A computer uses RAM chips of 1024 x 1 capacity. a. How many chips are needed, and how should their address lines be connected to provide a memory capacity of 1024 bytes? b. How many chips are needed to provide a memory capacity of 16K bytes? Explain in words how the chips are to be connected to the address bus.

5.3

A ROM chip of 1024 x 8 bits has four select inputs and operates from a 5-volt power supply. How many pins are needed for the IC package? Draw a block diagram and label all input and output terminals in the ROM.

5.4

A computer employs RAM chips of 256 x 8 and ROM chips of 1024 x 8. The computer system needs 2K bytes of RAM, 4K bytes of ROM, and four interface units, each with four registers. A memory-mapped I/O configuration is used. The two highest-order bits of the address bus are assigned 00 for RAM, 01 for ROM, 10 for interface registers. a. How many RAM and ROM chips are needed?

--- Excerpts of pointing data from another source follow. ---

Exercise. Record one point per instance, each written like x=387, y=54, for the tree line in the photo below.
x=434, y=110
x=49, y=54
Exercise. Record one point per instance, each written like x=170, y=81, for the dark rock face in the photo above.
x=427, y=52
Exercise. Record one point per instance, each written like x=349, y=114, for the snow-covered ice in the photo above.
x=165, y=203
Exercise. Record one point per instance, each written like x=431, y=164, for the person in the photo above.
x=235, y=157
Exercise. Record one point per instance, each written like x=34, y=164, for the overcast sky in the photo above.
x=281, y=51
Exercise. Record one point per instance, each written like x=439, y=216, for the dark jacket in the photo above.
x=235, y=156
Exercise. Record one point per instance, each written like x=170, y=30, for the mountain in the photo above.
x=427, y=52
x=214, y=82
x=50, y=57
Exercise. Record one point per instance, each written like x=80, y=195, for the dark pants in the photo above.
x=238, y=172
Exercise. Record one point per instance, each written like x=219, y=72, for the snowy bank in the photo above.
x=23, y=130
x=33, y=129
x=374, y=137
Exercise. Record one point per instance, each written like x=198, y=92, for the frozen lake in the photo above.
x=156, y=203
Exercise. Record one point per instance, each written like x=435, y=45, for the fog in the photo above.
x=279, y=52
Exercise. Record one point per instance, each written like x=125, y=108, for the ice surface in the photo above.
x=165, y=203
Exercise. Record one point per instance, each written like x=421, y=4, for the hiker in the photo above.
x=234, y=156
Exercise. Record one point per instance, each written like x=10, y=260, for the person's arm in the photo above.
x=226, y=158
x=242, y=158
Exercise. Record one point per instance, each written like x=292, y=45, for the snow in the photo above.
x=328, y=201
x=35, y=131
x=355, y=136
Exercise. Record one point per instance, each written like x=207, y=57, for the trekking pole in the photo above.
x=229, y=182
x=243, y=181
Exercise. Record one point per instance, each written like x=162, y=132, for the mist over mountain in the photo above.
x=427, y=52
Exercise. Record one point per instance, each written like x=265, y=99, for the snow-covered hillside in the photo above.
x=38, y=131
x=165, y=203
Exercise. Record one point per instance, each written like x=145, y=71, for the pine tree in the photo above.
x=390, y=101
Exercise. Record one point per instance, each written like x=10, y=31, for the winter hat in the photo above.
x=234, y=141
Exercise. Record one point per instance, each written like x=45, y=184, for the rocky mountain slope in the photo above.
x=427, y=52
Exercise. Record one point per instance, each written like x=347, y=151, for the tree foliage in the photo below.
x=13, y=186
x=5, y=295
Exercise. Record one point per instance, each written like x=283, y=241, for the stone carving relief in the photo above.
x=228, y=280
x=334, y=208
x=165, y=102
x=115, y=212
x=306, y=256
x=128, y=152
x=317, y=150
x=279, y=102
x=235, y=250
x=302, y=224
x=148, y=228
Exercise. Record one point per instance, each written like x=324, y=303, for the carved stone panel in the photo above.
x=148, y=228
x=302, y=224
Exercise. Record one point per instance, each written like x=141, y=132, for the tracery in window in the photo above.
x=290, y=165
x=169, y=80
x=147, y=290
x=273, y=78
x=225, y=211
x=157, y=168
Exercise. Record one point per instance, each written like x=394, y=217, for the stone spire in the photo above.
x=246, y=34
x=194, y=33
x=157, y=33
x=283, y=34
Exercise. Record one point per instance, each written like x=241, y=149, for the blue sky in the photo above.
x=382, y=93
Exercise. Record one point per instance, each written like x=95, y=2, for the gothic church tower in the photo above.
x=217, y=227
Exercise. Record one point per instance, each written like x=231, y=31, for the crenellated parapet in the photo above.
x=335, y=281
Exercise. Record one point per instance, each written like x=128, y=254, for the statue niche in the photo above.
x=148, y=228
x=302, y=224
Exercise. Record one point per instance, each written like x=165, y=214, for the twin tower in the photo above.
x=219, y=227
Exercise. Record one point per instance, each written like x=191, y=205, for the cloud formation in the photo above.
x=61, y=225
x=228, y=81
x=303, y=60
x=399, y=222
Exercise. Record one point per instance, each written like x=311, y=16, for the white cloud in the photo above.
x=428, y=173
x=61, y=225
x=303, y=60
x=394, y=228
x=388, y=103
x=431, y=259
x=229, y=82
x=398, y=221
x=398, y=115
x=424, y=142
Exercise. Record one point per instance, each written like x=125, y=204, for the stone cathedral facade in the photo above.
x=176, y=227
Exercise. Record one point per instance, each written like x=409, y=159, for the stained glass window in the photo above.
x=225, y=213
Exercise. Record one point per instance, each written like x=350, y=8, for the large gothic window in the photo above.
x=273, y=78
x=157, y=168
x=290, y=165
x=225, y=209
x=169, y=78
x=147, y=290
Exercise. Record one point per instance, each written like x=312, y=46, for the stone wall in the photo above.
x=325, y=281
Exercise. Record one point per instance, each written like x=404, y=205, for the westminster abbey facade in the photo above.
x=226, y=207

b. Draw a memory-address map for the system. c. Give the address range in hexadecimal for RAM, ROM, and interface. 5.5

An 8-bit computer has a 16-bit address bus. The first 15 lines of the address are used to select a bank of 32K bytes of memory. The high-order bit of the address is used to select a register which receives the contents of the data bus. Explain how this configuration can be used to extend the memory capacity of the system to eight banks of 32K bytes each, for a total of 256K bytes of memory.

5.6

A magnetic disk system has the following parameters: Ts = seek time; average time to position

the magnetic head over a track R= rotation speed of disk in revolutions per second N t = number of bits per track

N s = number of bits per sector

Calculate the average time Ta that it will take to read one sector. 5.7

Obtain the complement function for the match logic of one word in an associative memory. In other words, show that M i' is the sum of exclusive-OR functions. Draw the logic diagram for M i' and terminate it with an inverter to obtain M i .

5.8

Obtain the Boolean function for the match logic of one word in an associative memory taking into consideration a tag bit that indicates whether the word is active or inactive.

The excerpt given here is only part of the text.